I had a good week at work. I have found that my students help me heal in so many ways. I have one first grade student that says every two weeks or so, “I miss Emily.” So do I, I tell her. One other time she said she wanted to know who she looked like and was sad she didn’t know. (OH, how I LOVE this child!) I told her that she looked just like her Daddy but had my eye shape. “Oh great!” She said and her beautiful face actually lit up.
Yesterday another student told me I looked sad and why? (First grade again, what I have found is my healing grade). I simply looked at her and before I could answer she said, “Oh! I know why! You miss your baby!” “Yes,” I told her. She looked at me wisely and said,”I know, if I had a baby and it died I would be sad too.” It is that simple, that honest, and that true. I love these children so much, adults could learn so much from them!
On another note I have been having nightmares for some time now. I can’t remember them, but I know that Alex becomes startled and wakes me. I have actually been waking up screaming. I’ve never done that before. I discussed this with my group and have found that this is normal and common. It is Post Traumatic Stress Syndrome and is common after a traumatic event such as a stillbirth. I wonder when, or of, I will ever have a peaceful sleep again?

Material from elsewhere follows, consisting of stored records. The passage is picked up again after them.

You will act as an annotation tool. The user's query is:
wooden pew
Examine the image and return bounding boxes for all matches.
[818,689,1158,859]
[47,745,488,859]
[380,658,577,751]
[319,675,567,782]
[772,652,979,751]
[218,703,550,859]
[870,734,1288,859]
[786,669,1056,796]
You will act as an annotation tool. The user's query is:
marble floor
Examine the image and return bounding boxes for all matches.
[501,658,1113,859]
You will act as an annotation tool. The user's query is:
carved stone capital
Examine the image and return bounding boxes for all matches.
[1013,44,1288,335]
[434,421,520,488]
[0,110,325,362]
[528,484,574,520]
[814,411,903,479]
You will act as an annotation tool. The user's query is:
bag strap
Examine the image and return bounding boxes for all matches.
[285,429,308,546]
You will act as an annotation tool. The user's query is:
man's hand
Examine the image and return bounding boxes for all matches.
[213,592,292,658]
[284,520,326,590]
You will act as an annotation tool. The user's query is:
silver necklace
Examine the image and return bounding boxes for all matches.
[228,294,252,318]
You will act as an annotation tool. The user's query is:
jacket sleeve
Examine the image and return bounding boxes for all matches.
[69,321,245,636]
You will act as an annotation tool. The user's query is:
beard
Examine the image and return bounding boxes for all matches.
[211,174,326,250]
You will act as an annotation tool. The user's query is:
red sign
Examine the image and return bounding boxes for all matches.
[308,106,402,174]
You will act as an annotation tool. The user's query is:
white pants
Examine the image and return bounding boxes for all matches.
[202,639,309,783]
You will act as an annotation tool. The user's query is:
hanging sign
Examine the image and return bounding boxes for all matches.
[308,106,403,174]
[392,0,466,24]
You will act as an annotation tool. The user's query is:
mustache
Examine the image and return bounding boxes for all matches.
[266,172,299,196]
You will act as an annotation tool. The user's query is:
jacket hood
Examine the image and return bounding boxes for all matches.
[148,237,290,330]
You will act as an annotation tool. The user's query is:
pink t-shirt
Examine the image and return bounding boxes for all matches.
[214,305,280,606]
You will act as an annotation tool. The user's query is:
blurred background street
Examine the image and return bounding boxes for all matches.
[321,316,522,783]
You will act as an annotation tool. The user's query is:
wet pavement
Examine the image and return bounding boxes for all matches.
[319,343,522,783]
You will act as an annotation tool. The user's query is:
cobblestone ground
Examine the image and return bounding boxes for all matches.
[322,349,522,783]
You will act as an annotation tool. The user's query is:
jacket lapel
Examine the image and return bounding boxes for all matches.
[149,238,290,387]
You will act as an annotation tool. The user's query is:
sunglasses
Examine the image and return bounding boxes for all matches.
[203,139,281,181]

I had my first yoga class this week. I have always had a “high strung, nervous” temperament. My Mother did too, so I come by it honestly. I need to know how to relax, to calm, to be able to find quiet and peace in my mind and body. During my beginners yoga classes while she was teaching how to breathe and stretching postures, I was in the back of the room, and began to quietly weep. It happened off and on during the class in my quiet gentle movements and breathing as I relaxed body and mind. I’m glad the instructor didn’t point it out, as it seemed that I needed to do this. It felt like a cleansing of my mind and I am glad that I decided to learn yoga. I wonder how long this will continue, and if I will always weep during yoga?
I have been doing a lot of wondering, as you see in this post and in several others. While grief is not new to me, it is in term of my child’s death. I am continuing this journey and reflecting on my thoughts and feelings which is helping a lot, especially as time continues on and I learn to live without Emily. We’ll see how it goes and who I will become, I’m interested to know the “new me” that I am becoming. A better person, I hope, someone Emily would be proud to call her mother.
On another note I am looking forward to the new movie with Nicole Kidman called, “Rabbit Hole” about the death of her child. I have been told that everyone who has had a child die can relate to this movie. I hope it brings awareness to the general public about how the mind of a grieving mother thinks and how to best support her.